These Walls Do Talk – Civil War Graffiti and the Stories It Tells

These Walls Do Talk – Civil War Graffiti and the Stories It Tells

Countless stories began and ended during the Civil War – stories told in letters home to mothers, sweethearts, brothers and sisters; experiences put to paper by lamp or firelight in diaries and journals; words shed like tears on the pages of survivors’ memoirs. But other stories were written in full view, archived on plaster walls of private homes and churches turned hospitals and headquarters. I visited two such places recently – Blenheim, in Fairfax, Virginia and Ben Lomond, in Manassas, Virginia, where soldiers left a bit of their stories.

Blenheim, in Fairfax, Virginia, built in 1859.

In March 1862, Union soldiers moved into Fairfax Court House, Virginia, very near Blenheim, and maintained control of the area for the duration of the war. Between September 1862 and January 1863, Blenheim served as part of the Reserve Hospital system for the 11th Army Corps.  Many young men suffering from wounds and disease were treated here, including several from the 136th New York State Volunteers. Bruce Luther signed a wall in the Blenheim attic in December 1862, survived the war, returned to his hometown and married, but died in 1869 of tuberculosis. M. H. Coats, another New Yorker, gave clues to his time at Blenheim in his pension deposition. His signature, from December 1862, is easily recognizable on the attic walls.

Some wall signatures – when decipherable – give enough information to track a particular soldier through regimental histories, hospital records, and/or pension applications. (Their stories continue!) Pension files may also yield other treasures, such as Addison Muse’s small diary from 1863, detailing his story some months after signing the attic wall in March 1862. 

Though through the years, the Willcoxon family painted and wallpapered over many of the signatures on the first and second levels of their home, the attic wall gallery remained pristine through four generations.

Ben Lomond, in Manassas, Virginia, originally built by Benjamin Chinn in 1832

Benjamin Tasker Chinn built Ben Lomond and its outbuildings in 1832. The city of Manassas now surrounds the historic home, once part of the extensive Robert “King” Carter land grant.  

The home, constructed of local red sandstone, served as a field hospital during the Civil War. Visible on its walls – names, dates, and military units – graffiti tells a bit about the who of the story, though not the what or why. However, as with some of the names at Blenheim, research has allowed historians to “get to know” some of the signers.

William Wallace Cranston

William Wallace Cranston, an Ohio farmer before enlisting near the beginning of the war, autographed the upstairs wall in 1862. His unit, the 66th Ohio Infantry Regiment was in Northern Virginia from August 18 through September 2 as part of Pope’s campaign and also took part in guarding army trains during the second battle of Bull Run. Cranston reenlisted twice and served until the end of the war. He won the Congressional Medal of Honor for his courageous actions at the May 1863 Battle of Chancellorsville. Later Cranston moved to Parsons, Kansas, where he was elected to the Kansas House of Representatives.

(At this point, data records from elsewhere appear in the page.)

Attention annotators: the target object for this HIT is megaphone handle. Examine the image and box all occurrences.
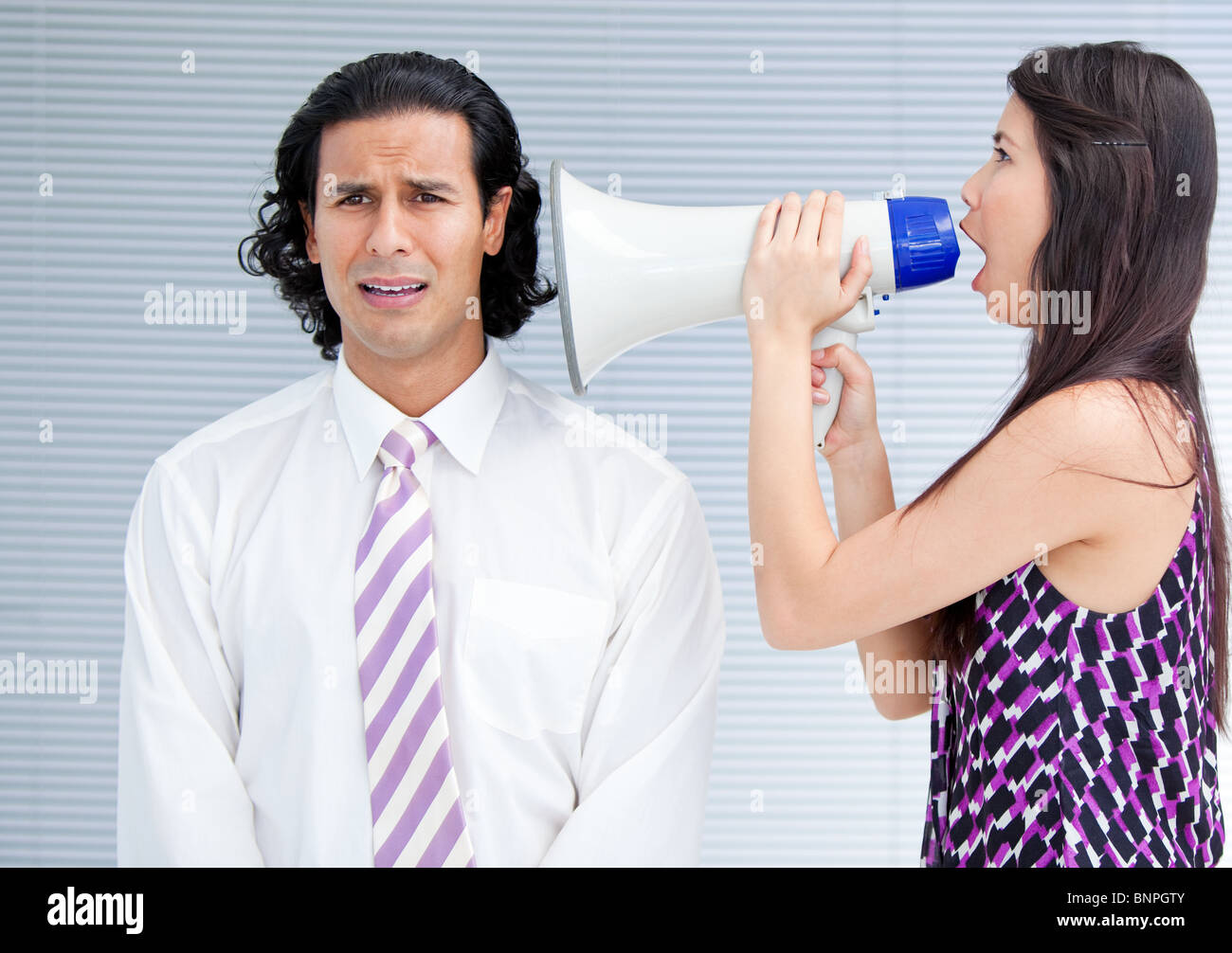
[813,325,859,449]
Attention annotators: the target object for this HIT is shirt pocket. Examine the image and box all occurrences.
[463,576,613,739]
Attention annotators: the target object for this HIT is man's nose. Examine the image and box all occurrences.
[369,202,418,258]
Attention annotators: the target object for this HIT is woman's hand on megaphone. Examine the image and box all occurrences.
[742,189,872,345]
[812,344,881,465]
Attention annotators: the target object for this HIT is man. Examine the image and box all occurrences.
[118,53,724,866]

As I continue my Civil War research and visit historic sites, I find the names I come across, such as Wallace Cranston, take on a certain energy, propelling me forward to learn and share their stories. Why did these soldiers write on walls? Perhaps for several reasons. But certainly for some, it was a way to express to those who would later read their words, “I was here. I had a name, a home, a family, and a story.”

For this week’s art, I wanted to represent some of the graffiti that I had seen at Blenheim and Ben Lomond. I recreated the plaster walls using modeling paste on canvas, then reproduced many of the signatures and some of the drawings that I found so captivating.